Les humains n’ont qu’environ 10 000 ans. Et les montagnes ici exposent souvent de la terre rouge, qui est la roche racinaire. Il y a des endroits dans les montagnes tadjikes où les traces de dinosaures sont clairement visibles. Dans l'un des villages de montagne, les archéologues ont découvert une chaîne d'empreintes de pas de dinosaure et d'homme qui le traversaient à peu près au même moment.

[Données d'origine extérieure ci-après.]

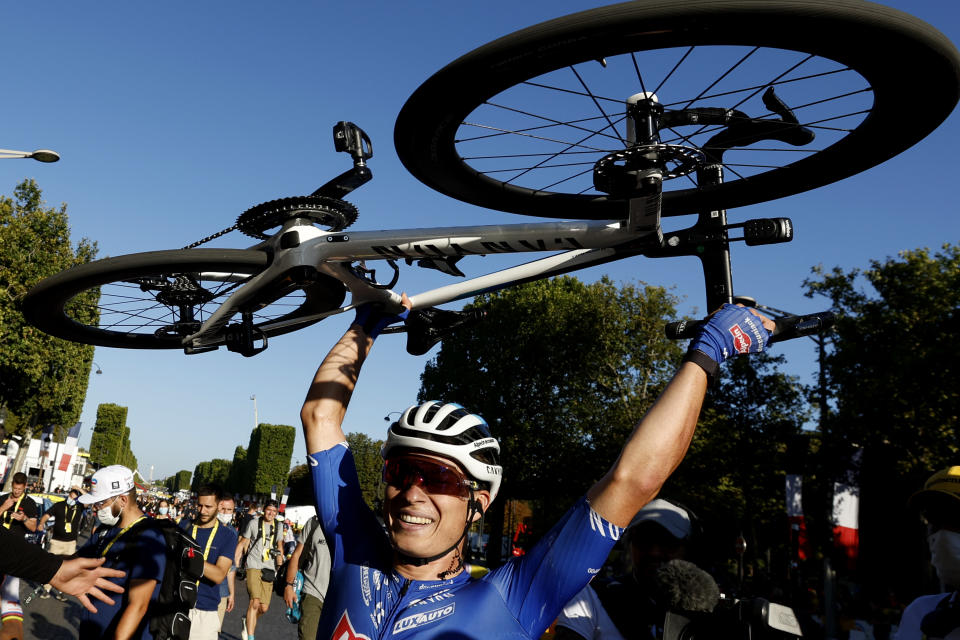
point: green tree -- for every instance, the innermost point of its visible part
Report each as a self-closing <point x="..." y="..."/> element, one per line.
<point x="238" y="479"/>
<point x="893" y="375"/>
<point x="749" y="437"/>
<point x="366" y="456"/>
<point x="561" y="371"/>
<point x="109" y="432"/>
<point x="43" y="380"/>
<point x="214" y="471"/>
<point x="181" y="481"/>
<point x="268" y="456"/>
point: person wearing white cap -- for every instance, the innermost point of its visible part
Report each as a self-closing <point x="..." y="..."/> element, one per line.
<point x="140" y="553"/>
<point x="938" y="616"/>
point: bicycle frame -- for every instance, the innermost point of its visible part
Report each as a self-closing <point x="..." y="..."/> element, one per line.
<point x="580" y="244"/>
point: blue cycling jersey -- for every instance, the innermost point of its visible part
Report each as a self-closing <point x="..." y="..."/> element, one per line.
<point x="367" y="599"/>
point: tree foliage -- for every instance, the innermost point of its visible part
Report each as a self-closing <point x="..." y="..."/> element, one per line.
<point x="749" y="437"/>
<point x="181" y="481"/>
<point x="268" y="456"/>
<point x="109" y="433"/>
<point x="561" y="371"/>
<point x="894" y="376"/>
<point x="215" y="471"/>
<point x="366" y="455"/>
<point x="43" y="380"/>
<point x="237" y="479"/>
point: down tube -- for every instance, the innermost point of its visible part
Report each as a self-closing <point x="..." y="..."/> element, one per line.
<point x="537" y="270"/>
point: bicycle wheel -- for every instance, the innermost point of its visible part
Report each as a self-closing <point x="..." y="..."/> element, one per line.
<point x="518" y="124"/>
<point x="150" y="300"/>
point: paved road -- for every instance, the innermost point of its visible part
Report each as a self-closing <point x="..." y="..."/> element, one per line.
<point x="51" y="619"/>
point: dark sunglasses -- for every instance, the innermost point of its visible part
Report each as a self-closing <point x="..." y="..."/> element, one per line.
<point x="435" y="477"/>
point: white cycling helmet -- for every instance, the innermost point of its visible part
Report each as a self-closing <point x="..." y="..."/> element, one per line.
<point x="450" y="431"/>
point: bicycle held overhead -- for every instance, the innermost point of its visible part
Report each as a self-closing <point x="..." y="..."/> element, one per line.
<point x="617" y="118"/>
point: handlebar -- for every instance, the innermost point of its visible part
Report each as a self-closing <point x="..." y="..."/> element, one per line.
<point x="787" y="327"/>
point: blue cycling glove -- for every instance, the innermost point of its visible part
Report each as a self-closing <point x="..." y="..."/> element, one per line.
<point x="730" y="331"/>
<point x="373" y="319"/>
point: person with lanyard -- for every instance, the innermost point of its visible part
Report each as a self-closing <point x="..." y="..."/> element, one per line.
<point x="312" y="559"/>
<point x="406" y="578"/>
<point x="67" y="517"/>
<point x="226" y="511"/>
<point x="262" y="541"/>
<point x="18" y="513"/>
<point x="219" y="543"/>
<point x="141" y="553"/>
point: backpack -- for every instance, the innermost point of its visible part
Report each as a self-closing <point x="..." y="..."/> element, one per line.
<point x="258" y="536"/>
<point x="169" y="617"/>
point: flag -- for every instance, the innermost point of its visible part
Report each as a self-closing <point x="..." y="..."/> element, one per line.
<point x="846" y="514"/>
<point x="798" y="525"/>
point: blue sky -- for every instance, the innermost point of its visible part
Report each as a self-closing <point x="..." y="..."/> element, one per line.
<point x="173" y="118"/>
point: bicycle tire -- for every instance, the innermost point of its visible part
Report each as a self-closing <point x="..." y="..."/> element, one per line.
<point x="884" y="46"/>
<point x="49" y="305"/>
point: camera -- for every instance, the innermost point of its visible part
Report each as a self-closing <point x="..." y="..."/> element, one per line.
<point x="734" y="619"/>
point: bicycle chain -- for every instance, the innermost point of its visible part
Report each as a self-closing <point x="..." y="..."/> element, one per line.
<point x="209" y="238"/>
<point x="263" y="216"/>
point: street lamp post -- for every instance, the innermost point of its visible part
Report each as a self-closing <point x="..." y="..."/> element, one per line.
<point x="40" y="155"/>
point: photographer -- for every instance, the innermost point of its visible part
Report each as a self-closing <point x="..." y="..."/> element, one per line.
<point x="262" y="542"/>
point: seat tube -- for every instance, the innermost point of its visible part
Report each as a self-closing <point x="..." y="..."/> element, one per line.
<point x="715" y="258"/>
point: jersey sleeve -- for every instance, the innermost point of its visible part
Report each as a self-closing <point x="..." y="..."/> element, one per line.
<point x="350" y="527"/>
<point x="537" y="585"/>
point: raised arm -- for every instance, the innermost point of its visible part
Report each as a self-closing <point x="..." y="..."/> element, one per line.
<point x="333" y="385"/>
<point x="661" y="438"/>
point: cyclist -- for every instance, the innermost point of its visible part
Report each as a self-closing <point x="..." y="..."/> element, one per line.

Mon père, géologue, m’a dit qu’il y a des endroits dans les montagnes où, même si l’on est complètement seul, on ressent la présence invisible de quelqu’un. Il y a des endroits si sauvages dans les montagnes qu'une personne y met les pieds toutes les quelques décennies. Et cela se ressent dans tout. Dans un silence incommensurable, par exemple. Quand vous entendez une goutte d’eau tomber à des dizaines de mètres de vous. Cela se ressent dans la nature intacte. Et dans le rejet de la nature humaine. Ou pas par nature. Et ceux qui vivent dans ces endroits depuis des milliers, voire des millions d’années.

Les esprits des montagnes sont visiblement mécontents d’une telle intervention humaine. C’est pourquoi les alpinistes ne restent pas longtemps dans les hautes terres. En plus des esprits anciens, l'armée a été reconstituée au cours des dernières décennies par des touristes et des grimpeurs morts. Il est rare que quelqu’un puisse être secouru ; généralement, ceux qui sont morts dans les montagnes y sont laissés. C'est d'ailleurs pour cette raison que les itinéraires simples sont interdits aux géologues et aux touristes. Après le décès de l'un des mineurs, des noms subsistent. Ainsi, l'un des rochers de Varzob, appelé « Fang », a ensuite été rebaptisé « Natasha », car C'est précisément pour cela que Natalya, grimpeuse très expérimentée, est tombée lors d'une séance d'entraînement de routine. De nombreux autres rochers et crêtes portent également les noms de personnes décédées en tentant de les conquérir.

Moi-même, lors d'une transition d'une semaine de Siyoma à Labijai, à travers le glacier du Col des Quatre, non loin de la Couronne de Siyoma, j'ai souvent senti sur moi le regard de quelqu'un, clairement ni humain ni animal. Cela était particulièrement visible sur le glacier. A une altitude de 4 200 mètres.

Notre groupe touristique de 13 personnes a gravi le glacier, mais au lieu des 3 heures habituelles, l'ascension nous a pris presque toute la journée. C'était comme si quelqu'un nous avait délibérément renversé. Mais les choses les plus terribles ont commencé à se produire lorsque nous sommes descendus du glacier. La nuit, quelqu'un a détruit toutes les tentes. Nous nous sommes réveillés dans des sacs de couchage et un tas de chiffons au lieu de tentes bien tendues. Et on pouvait tout attribuer à des animaux errants, mais il n'y avait pas d'animaux, selon les agents de service. Il n’y avait aucune trace d’animaux, sauf s’il s’agissait d’ours volants. Et chacun de nous avait très envie de voir le lever du soleil le plus vite possible afin de s'éloigner rapidement de ces endroits terribles et effrayants, où nous n'étions clairement pas les bienvenus, malgré les sacs à dos pesant 25-30 kilos sur nos épaules.

Il serait possible de ne pas attacher d'importance propres peurs, attribuez tout cela au mal de l'altitude. Cependant, tous les équipements photo et vidéo sont également tombés en panne. Il est vrai que cela a commencé à fonctionner correctement plus tard, déjà lorsque nous sommes descendus au camp. Il ne nous reste donc plus qu'à retenir le tournage devant le glacier.